And these students from Texas and Tennessee went to perhaps the most spiritually dark place in an Asian city of 8 million-plus known for human trafficking, child prostitution and sex tourism. For the students, it was an opportunity to befriend a group of people with whom few are sharing the gospel.

That group is Bangkok’s ladyboys,” the common way of referring to those who self-identify as transgendered men in Southeast Asia, especially in Thailand. About 10,000 “ladyboys” in Thailand’s capital make a living in the sex industry. Some work in bars where the workers are only ladyboys, and that’s where Nehemiah Team members Zayahary Ortiz and Natalie Marking looked for opportunities to build friendships and share the gospel.

As soon as they walked up, Ortiz spotted Melanie,* an individual she’d met a few times before, sitting on a stool outside the bar in a black and white bikini, quite focused on applying makeup. Like many others Melanie is consumed with wanting to be beautiful, unashamedly staring often in mirrors lining the bar walls, making sure nothing is out of place.

“Melanie has worked in bars for 10 years, 11 months at this one. She only gets two days off a month,” explained Ortiz, a pre-med major at the University of Texas at Austin.

Melanie’s schedule of working nights and sleeping during the day, with little time off, is typical. The lure of financial security brings some into the bars. Others choose it because, although they live in a country more accepting than most, finding other employment isn’t always easy.

Regardless of how or why Melanie ended up there, Ortiz wanted to show her that she cared.
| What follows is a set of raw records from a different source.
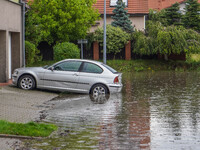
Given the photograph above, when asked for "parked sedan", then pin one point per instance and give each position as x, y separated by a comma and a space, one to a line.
74, 75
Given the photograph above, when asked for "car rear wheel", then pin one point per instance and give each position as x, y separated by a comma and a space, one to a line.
27, 82
99, 89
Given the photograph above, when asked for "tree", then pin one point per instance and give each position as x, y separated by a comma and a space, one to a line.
172, 15
191, 18
56, 21
116, 38
121, 18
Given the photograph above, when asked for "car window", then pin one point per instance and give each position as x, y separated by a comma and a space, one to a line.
68, 66
91, 68
109, 68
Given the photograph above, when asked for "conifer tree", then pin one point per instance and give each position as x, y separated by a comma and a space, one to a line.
172, 15
191, 18
121, 18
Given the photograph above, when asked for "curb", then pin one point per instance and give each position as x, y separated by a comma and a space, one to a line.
5, 84
19, 137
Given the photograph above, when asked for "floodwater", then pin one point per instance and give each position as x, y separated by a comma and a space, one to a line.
154, 111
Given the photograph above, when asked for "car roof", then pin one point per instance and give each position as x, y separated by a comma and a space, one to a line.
83, 60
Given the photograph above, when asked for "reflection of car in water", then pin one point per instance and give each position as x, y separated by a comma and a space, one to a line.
74, 75
84, 109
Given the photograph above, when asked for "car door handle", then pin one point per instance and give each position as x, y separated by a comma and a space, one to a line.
75, 74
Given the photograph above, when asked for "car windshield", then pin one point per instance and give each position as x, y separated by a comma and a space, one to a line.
109, 68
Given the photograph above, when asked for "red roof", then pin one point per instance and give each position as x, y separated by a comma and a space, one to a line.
134, 7
161, 4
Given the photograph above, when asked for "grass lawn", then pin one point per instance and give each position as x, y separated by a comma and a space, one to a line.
29, 129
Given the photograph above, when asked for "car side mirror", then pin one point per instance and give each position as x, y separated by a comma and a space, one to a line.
51, 68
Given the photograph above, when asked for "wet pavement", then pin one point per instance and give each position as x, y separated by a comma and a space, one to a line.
154, 111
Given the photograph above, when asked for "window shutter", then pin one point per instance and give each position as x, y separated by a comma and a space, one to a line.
114, 2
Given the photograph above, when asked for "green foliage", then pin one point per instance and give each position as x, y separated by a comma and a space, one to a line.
31, 53
66, 50
28, 129
115, 36
121, 18
166, 40
56, 21
191, 18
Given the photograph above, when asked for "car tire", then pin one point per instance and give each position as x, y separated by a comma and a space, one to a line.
26, 82
99, 89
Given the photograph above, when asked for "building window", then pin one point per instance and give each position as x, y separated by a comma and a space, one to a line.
114, 2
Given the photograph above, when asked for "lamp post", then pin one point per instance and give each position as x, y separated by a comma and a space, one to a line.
23, 32
104, 35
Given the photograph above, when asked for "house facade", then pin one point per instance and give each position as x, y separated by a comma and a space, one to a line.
137, 9
10, 38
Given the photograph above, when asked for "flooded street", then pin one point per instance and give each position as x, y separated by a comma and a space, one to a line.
154, 111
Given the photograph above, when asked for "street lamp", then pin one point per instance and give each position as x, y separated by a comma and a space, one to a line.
104, 35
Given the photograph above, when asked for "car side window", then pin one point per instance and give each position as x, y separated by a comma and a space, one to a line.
91, 68
68, 66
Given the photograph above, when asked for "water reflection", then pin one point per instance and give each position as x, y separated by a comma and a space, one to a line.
154, 111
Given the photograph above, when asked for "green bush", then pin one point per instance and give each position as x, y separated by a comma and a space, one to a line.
66, 50
31, 53
115, 36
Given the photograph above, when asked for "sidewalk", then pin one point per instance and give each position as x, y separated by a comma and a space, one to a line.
22, 106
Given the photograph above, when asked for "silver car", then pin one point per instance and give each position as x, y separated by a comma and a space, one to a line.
74, 75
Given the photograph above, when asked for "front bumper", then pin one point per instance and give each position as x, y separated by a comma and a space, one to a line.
115, 88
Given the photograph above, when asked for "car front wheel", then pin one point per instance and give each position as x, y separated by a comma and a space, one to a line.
27, 82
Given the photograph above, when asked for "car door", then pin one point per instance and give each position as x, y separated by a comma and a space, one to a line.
89, 74
63, 75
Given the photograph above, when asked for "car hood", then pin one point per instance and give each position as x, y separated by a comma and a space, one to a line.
35, 69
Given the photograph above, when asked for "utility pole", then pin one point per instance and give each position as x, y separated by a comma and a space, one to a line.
23, 32
104, 35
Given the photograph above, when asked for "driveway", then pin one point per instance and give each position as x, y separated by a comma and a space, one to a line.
20, 106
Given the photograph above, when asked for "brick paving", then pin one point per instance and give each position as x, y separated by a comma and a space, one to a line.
20, 106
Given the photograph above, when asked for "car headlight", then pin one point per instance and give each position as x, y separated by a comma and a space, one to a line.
16, 72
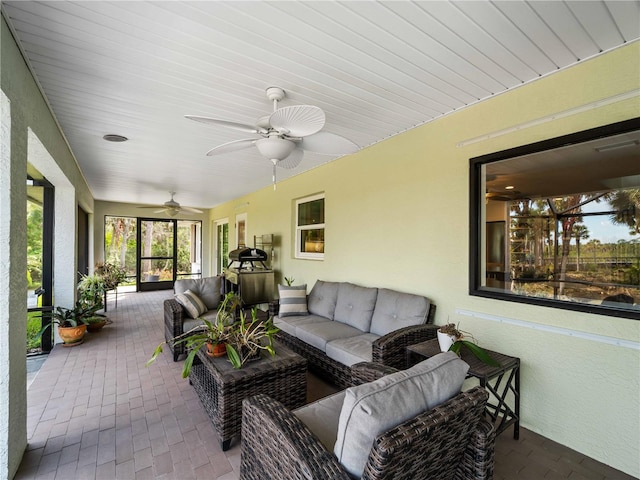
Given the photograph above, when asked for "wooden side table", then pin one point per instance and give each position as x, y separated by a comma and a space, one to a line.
499, 381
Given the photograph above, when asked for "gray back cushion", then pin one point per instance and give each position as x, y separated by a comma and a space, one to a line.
355, 305
322, 299
396, 310
373, 408
208, 289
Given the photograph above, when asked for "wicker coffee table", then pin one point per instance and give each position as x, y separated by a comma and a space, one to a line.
221, 388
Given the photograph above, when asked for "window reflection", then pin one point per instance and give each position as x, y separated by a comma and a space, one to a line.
556, 222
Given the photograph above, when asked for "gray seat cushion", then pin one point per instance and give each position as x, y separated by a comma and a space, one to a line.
352, 350
322, 418
355, 305
317, 334
322, 299
289, 324
373, 408
395, 310
208, 289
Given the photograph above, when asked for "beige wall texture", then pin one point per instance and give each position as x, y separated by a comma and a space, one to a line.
29, 134
397, 216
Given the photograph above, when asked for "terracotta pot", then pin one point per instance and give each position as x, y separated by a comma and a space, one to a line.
217, 350
72, 336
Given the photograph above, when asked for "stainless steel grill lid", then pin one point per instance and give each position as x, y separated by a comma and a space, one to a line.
247, 255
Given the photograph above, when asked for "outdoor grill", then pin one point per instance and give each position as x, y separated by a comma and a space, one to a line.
247, 256
248, 276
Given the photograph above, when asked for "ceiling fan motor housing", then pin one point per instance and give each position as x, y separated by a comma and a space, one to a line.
275, 148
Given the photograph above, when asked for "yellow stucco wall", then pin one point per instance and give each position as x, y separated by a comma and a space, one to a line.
397, 216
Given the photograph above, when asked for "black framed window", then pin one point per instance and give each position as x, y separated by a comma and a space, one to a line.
555, 223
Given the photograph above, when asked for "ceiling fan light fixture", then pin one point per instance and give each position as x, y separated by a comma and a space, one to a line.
173, 211
275, 148
112, 137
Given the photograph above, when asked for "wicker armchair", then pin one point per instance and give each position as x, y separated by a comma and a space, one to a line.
452, 441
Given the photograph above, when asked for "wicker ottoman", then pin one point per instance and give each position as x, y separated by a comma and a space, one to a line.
221, 388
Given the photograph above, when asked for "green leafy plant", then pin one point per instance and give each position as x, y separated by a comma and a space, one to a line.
247, 338
111, 274
91, 290
70, 317
242, 338
452, 330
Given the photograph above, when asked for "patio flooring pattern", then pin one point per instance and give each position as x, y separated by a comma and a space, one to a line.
95, 411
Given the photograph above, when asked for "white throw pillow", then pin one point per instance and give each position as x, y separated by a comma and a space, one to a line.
191, 303
293, 300
374, 408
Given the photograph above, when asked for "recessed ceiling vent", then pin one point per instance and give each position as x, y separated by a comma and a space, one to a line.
110, 137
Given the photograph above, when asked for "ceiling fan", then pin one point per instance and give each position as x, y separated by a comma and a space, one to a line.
284, 135
173, 208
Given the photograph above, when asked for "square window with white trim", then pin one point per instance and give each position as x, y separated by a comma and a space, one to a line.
310, 227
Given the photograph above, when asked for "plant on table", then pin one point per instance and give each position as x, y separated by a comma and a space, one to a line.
248, 338
457, 336
242, 338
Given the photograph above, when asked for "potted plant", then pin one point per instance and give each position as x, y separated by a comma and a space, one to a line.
72, 322
219, 332
450, 338
248, 338
91, 290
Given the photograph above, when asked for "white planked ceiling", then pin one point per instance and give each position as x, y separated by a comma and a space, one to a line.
375, 68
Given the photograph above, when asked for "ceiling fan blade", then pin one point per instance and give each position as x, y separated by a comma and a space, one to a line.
233, 146
190, 210
327, 143
293, 160
298, 120
243, 127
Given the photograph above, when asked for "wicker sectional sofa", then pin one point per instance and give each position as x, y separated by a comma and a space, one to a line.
177, 320
344, 324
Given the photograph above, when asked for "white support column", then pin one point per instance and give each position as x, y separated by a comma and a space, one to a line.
13, 288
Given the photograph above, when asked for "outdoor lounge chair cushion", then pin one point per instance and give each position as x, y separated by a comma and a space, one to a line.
191, 303
322, 299
208, 289
293, 300
317, 334
322, 418
349, 351
354, 305
395, 310
373, 408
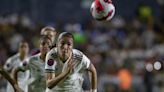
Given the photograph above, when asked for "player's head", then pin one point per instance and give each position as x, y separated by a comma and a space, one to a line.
45, 44
65, 45
50, 32
23, 47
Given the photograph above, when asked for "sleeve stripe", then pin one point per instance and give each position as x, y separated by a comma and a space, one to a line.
49, 71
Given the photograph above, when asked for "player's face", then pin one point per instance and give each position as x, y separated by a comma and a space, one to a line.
50, 34
65, 46
23, 48
45, 46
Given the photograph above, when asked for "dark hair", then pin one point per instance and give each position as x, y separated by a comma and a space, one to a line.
45, 38
65, 34
47, 28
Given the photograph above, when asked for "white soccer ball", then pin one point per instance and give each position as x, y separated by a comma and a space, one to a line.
102, 10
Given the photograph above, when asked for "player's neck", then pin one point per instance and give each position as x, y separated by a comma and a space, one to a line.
42, 56
62, 60
22, 57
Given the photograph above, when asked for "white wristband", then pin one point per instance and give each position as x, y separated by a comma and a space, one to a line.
94, 90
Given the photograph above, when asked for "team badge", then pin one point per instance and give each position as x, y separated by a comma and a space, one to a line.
50, 62
24, 63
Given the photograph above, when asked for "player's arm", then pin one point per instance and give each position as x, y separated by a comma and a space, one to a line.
53, 80
93, 77
7, 76
93, 74
22, 67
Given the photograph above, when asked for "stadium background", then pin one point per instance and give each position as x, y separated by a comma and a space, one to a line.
121, 49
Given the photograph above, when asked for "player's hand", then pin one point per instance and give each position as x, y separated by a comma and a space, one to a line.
69, 64
17, 88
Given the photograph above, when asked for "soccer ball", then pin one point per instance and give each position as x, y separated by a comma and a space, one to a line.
102, 10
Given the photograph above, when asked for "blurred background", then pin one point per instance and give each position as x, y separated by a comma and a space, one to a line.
127, 51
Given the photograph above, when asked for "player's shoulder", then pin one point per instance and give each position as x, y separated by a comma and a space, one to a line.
77, 54
13, 58
33, 58
52, 53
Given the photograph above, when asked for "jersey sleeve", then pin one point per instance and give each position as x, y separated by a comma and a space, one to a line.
24, 65
86, 62
8, 65
50, 63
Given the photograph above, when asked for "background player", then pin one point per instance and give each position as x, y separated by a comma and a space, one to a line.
36, 65
65, 67
15, 61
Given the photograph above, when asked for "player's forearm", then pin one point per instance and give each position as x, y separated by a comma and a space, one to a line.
54, 81
94, 80
93, 77
15, 73
8, 77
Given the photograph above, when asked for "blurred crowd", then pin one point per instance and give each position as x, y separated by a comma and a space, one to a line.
123, 50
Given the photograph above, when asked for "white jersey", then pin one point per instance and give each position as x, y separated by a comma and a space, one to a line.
37, 80
14, 62
73, 81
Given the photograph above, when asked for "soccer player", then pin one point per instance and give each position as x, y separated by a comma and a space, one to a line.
15, 61
51, 33
36, 65
65, 67
7, 76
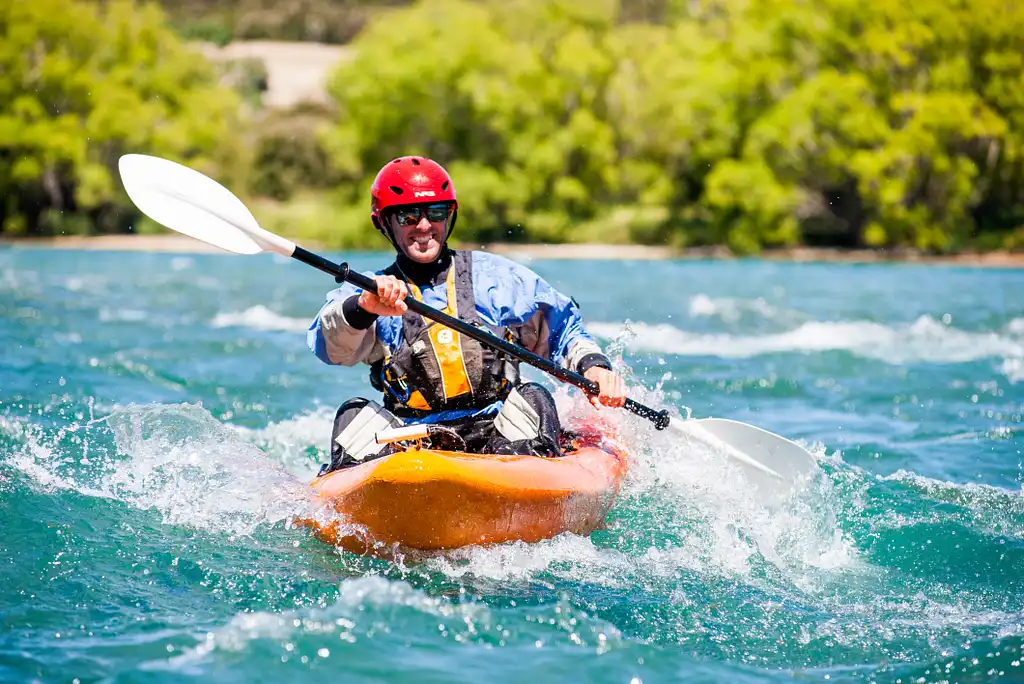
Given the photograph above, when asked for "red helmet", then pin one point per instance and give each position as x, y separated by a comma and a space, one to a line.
410, 180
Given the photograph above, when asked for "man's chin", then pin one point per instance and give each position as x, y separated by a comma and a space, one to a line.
423, 255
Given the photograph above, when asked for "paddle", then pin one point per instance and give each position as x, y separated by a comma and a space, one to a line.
186, 201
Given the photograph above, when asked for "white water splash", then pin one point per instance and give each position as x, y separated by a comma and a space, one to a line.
370, 607
291, 441
177, 460
260, 317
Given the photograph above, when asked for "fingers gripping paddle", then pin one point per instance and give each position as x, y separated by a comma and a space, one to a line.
186, 201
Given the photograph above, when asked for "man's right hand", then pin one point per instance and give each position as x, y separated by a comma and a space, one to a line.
388, 300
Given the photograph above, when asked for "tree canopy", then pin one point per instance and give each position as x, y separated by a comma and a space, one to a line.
749, 122
81, 85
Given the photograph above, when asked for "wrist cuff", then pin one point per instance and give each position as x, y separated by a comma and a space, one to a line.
355, 315
590, 360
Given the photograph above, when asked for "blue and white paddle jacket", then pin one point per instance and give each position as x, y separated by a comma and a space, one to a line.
429, 372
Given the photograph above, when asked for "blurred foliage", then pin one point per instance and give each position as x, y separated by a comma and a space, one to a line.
751, 123
79, 86
288, 154
322, 20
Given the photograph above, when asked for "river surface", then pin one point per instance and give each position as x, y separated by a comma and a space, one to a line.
161, 416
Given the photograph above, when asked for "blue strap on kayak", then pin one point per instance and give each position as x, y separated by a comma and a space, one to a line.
456, 414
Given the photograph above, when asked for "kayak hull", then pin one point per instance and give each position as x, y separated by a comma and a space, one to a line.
431, 500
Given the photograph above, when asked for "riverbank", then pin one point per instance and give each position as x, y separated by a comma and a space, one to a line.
181, 244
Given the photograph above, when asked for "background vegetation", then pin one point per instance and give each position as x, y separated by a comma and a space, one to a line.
745, 123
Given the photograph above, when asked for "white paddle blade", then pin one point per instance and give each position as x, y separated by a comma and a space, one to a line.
773, 464
195, 205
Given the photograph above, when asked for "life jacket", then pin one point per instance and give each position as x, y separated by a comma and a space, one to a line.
437, 369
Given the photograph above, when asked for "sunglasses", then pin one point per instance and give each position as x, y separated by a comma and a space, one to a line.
412, 215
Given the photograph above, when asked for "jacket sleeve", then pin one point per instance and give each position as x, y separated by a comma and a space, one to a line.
550, 324
342, 334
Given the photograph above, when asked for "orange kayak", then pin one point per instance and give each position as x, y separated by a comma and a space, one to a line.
430, 500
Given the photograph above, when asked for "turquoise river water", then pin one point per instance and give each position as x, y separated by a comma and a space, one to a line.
161, 416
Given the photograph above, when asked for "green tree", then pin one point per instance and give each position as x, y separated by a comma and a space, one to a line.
80, 86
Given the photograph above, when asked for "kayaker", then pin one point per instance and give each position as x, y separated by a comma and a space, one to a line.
429, 373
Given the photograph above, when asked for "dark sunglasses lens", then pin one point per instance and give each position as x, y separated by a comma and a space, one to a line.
408, 216
437, 212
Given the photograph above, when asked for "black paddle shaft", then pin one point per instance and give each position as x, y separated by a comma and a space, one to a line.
342, 272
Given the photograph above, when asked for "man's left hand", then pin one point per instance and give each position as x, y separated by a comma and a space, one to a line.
612, 387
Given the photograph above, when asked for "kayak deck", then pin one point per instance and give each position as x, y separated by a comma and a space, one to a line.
432, 500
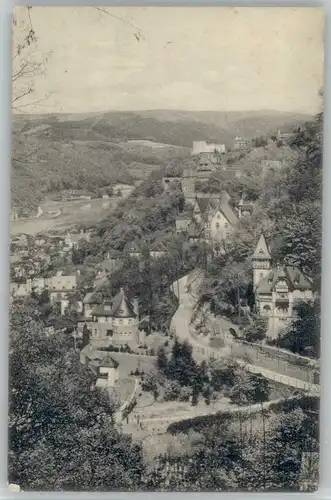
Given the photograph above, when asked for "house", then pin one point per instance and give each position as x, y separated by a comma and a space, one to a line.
90, 302
217, 216
123, 189
105, 367
284, 139
22, 241
133, 249
244, 207
270, 165
182, 222
113, 322
195, 231
72, 239
40, 240
202, 147
240, 143
277, 289
157, 250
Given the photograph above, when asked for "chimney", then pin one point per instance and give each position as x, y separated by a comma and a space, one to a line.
136, 306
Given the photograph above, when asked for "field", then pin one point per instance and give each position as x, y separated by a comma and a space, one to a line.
59, 215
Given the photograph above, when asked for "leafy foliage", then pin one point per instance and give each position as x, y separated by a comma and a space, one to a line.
62, 435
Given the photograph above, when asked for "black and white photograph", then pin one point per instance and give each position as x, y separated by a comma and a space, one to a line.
165, 249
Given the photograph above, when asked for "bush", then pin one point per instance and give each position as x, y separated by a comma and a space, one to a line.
257, 331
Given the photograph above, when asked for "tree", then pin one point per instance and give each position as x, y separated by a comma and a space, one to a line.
61, 433
25, 67
162, 360
303, 335
181, 366
249, 389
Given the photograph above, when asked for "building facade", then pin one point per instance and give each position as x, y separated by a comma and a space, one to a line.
113, 322
277, 289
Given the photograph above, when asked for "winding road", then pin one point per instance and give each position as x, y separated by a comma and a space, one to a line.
181, 326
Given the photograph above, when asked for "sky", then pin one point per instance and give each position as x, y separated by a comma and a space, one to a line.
178, 58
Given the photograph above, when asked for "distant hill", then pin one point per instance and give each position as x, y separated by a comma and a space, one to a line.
57, 152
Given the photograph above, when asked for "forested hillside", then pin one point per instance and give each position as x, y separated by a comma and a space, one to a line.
288, 209
56, 152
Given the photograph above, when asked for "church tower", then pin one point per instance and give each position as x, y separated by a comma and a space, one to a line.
261, 261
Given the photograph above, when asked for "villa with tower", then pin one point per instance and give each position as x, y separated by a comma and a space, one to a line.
114, 322
277, 289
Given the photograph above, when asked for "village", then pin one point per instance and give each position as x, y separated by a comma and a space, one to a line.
117, 342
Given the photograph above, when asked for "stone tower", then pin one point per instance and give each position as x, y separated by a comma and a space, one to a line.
261, 261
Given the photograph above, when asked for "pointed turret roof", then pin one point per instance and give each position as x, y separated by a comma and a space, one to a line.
122, 307
261, 250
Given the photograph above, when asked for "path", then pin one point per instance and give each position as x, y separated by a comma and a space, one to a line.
180, 324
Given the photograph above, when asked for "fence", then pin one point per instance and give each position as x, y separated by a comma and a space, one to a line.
274, 362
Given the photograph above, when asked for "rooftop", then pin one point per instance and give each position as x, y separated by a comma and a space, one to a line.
291, 274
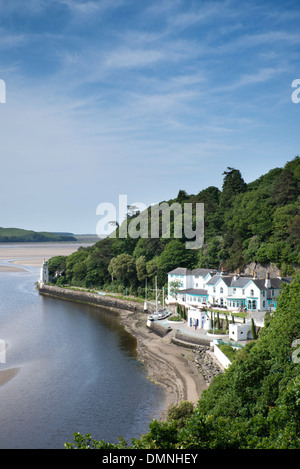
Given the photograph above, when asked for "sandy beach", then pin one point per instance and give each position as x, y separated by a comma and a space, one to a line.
168, 365
32, 255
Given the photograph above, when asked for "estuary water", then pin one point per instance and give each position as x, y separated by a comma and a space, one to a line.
78, 371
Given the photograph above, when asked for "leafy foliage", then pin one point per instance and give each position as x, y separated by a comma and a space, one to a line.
255, 222
255, 404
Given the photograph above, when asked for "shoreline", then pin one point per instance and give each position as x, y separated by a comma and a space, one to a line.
167, 364
8, 374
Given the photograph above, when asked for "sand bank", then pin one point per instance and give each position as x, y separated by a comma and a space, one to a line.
10, 268
168, 365
7, 375
34, 254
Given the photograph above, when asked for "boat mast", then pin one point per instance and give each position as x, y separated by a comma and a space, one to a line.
156, 292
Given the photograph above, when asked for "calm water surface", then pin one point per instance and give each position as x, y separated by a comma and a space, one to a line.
78, 371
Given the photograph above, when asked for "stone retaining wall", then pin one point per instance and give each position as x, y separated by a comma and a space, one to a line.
191, 339
108, 302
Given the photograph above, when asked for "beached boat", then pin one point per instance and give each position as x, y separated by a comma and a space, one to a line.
159, 314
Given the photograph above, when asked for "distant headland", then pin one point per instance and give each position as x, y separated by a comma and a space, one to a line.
18, 235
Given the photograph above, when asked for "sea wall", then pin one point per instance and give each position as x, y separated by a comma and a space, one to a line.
108, 302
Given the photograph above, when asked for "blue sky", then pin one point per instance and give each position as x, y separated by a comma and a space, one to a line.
141, 98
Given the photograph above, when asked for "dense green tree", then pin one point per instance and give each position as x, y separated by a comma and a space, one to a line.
233, 184
123, 268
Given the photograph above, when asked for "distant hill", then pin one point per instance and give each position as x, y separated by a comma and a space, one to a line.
246, 226
18, 235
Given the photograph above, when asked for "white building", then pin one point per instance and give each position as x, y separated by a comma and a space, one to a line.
200, 287
189, 286
44, 274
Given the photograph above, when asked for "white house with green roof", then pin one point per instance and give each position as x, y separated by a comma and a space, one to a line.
200, 287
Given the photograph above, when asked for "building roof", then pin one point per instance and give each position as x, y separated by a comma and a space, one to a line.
194, 291
274, 282
180, 271
185, 271
203, 272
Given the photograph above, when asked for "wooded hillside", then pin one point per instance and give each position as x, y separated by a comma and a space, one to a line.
256, 222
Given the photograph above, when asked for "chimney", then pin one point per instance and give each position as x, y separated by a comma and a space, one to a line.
267, 281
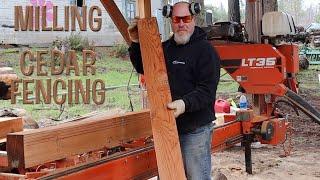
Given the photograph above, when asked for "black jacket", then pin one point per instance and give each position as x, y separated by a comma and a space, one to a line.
193, 72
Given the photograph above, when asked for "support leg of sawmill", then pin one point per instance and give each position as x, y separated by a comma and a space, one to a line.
247, 148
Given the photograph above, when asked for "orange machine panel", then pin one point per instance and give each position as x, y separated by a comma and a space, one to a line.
258, 68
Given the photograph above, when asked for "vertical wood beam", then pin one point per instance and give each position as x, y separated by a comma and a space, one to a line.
117, 18
144, 8
164, 128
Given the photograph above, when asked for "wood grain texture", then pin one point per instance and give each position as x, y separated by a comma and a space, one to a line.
9, 125
144, 7
117, 18
35, 147
164, 128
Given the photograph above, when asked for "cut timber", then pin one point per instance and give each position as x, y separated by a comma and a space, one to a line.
144, 7
9, 125
35, 147
164, 128
117, 18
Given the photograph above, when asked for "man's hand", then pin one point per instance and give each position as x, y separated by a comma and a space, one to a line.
133, 30
178, 106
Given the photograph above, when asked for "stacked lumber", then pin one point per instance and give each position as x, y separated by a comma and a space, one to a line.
35, 147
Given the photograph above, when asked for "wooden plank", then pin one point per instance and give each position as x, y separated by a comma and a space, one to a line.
35, 147
164, 128
3, 159
9, 125
117, 18
144, 8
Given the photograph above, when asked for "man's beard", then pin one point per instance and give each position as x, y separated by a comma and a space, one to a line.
182, 39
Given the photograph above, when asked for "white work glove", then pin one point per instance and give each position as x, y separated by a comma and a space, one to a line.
133, 30
178, 106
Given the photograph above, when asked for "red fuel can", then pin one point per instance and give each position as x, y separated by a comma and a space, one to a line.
222, 106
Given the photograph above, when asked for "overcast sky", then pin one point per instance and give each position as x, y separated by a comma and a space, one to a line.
217, 3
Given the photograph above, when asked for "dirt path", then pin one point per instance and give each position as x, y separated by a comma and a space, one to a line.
302, 163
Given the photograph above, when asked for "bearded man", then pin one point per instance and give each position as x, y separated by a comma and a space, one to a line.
193, 68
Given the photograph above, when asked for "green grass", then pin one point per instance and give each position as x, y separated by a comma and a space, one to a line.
113, 71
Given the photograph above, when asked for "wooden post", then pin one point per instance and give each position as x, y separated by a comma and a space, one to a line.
117, 18
164, 128
144, 8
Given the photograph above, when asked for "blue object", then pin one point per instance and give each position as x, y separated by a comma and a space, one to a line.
243, 102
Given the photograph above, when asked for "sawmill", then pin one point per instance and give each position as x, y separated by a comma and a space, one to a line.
145, 144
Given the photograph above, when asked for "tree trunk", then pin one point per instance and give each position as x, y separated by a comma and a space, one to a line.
234, 10
200, 18
270, 5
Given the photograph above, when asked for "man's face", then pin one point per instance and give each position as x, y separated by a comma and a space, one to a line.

That’s really the goal of every Nehemiah Team, no matter where they serve in the world – to reach the unreached and hard to reach with Jesus’ love.

For this Bangkok team that meant going into uncomfortable places and intentionally getting to know individuals who are uncertain of their sexual identity.

“We have to spend time with them,” Ortiz said. “They have to know we are here to care for them like no one has.”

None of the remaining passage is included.